Source: US Marine Corps

The USMC wants to use the AH-1Z to attack maritime and land-based targets

The service envisions Vipers as fighting in coordination with USMC forces deployed at expeditionary bases near the front lines.

The AH-1Z operational tests follow hardware and software upgrades made by the US Army to its Boeing AH-64E Apache in 2020, which allow that attack helicopter to target ships using its mast-mounted APG-78 Longbow fire control radar.

Both capabilities would help the Department of Defense’s premier attack helicopters – which previously focused on land-based missions such as anti-tank operations – play a role in naval warfare. Those capabilities would be useful for fights on and around small islands off China’s coast.

The USMC says the recent JAGM tests included multiple live-fire launches of the missile against “realistic operational threats”.

JAGM is intended to replace the US Army’s and USMC’s Lockheed Martin AGM-114 Hellfire missile. The new weapon is guided to targets with a semi‑active laser and millimetre-wave radar.

That dual-seeker configuration helps the missile navigate through smoke, dust or vegetation. The millimetre-wave radar also allows JAGM to find targets autonomously.
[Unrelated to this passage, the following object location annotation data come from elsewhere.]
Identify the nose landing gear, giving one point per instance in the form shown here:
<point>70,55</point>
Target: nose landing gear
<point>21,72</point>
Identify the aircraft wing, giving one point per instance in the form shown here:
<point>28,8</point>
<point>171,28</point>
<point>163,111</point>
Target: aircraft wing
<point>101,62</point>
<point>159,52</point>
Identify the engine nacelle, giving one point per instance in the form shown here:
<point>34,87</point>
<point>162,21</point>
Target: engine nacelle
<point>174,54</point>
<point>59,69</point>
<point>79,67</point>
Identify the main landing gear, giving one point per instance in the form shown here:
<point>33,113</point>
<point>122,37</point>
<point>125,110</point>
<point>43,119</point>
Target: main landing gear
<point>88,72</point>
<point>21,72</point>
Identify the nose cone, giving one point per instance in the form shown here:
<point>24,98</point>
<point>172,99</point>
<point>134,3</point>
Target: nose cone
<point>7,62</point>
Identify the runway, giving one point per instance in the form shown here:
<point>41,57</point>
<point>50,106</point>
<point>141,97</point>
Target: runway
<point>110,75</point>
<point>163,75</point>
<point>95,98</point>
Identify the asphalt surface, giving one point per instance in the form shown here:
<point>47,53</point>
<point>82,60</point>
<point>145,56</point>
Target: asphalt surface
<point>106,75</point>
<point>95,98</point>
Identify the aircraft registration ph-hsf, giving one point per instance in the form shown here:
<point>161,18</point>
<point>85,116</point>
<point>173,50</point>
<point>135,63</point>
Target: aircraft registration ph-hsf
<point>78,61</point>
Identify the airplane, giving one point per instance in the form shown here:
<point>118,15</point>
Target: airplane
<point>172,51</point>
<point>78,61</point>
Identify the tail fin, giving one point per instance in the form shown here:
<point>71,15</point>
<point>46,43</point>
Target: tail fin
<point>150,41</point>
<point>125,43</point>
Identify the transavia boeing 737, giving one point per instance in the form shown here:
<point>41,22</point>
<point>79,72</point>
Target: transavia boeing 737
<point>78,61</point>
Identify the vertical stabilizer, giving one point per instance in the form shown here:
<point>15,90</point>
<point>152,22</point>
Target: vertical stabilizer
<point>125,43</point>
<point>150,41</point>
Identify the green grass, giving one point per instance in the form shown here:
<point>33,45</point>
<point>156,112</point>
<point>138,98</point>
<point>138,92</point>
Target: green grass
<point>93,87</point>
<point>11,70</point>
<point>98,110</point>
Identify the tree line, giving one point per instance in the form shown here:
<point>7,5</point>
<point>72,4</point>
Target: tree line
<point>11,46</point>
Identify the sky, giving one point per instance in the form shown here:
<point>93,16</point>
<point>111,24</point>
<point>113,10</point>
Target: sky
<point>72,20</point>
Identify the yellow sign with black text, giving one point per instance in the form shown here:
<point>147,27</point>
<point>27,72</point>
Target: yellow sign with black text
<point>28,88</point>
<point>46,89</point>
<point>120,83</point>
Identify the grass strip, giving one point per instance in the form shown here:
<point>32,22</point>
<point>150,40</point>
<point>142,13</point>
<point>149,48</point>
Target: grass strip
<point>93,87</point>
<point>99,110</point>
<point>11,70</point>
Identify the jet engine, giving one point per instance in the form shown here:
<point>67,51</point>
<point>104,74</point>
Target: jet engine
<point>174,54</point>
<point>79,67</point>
“The addition of [millimetre-wave radar] capability to the seeker allows a true fire-and-forget capability and increased flexibility for the operator on the battlefield,” says Major Chuck Smith, the USMC H-1 department head at Naval Air Station Patuxent River, Maryland.

JAGM has already reached initial operational capability on the US Army’s AH-64E and is anticipated to reach that milestone on the USMC’s AH-1Z in 2022. The USMC expects JAGM to head into full-rate production in 2022.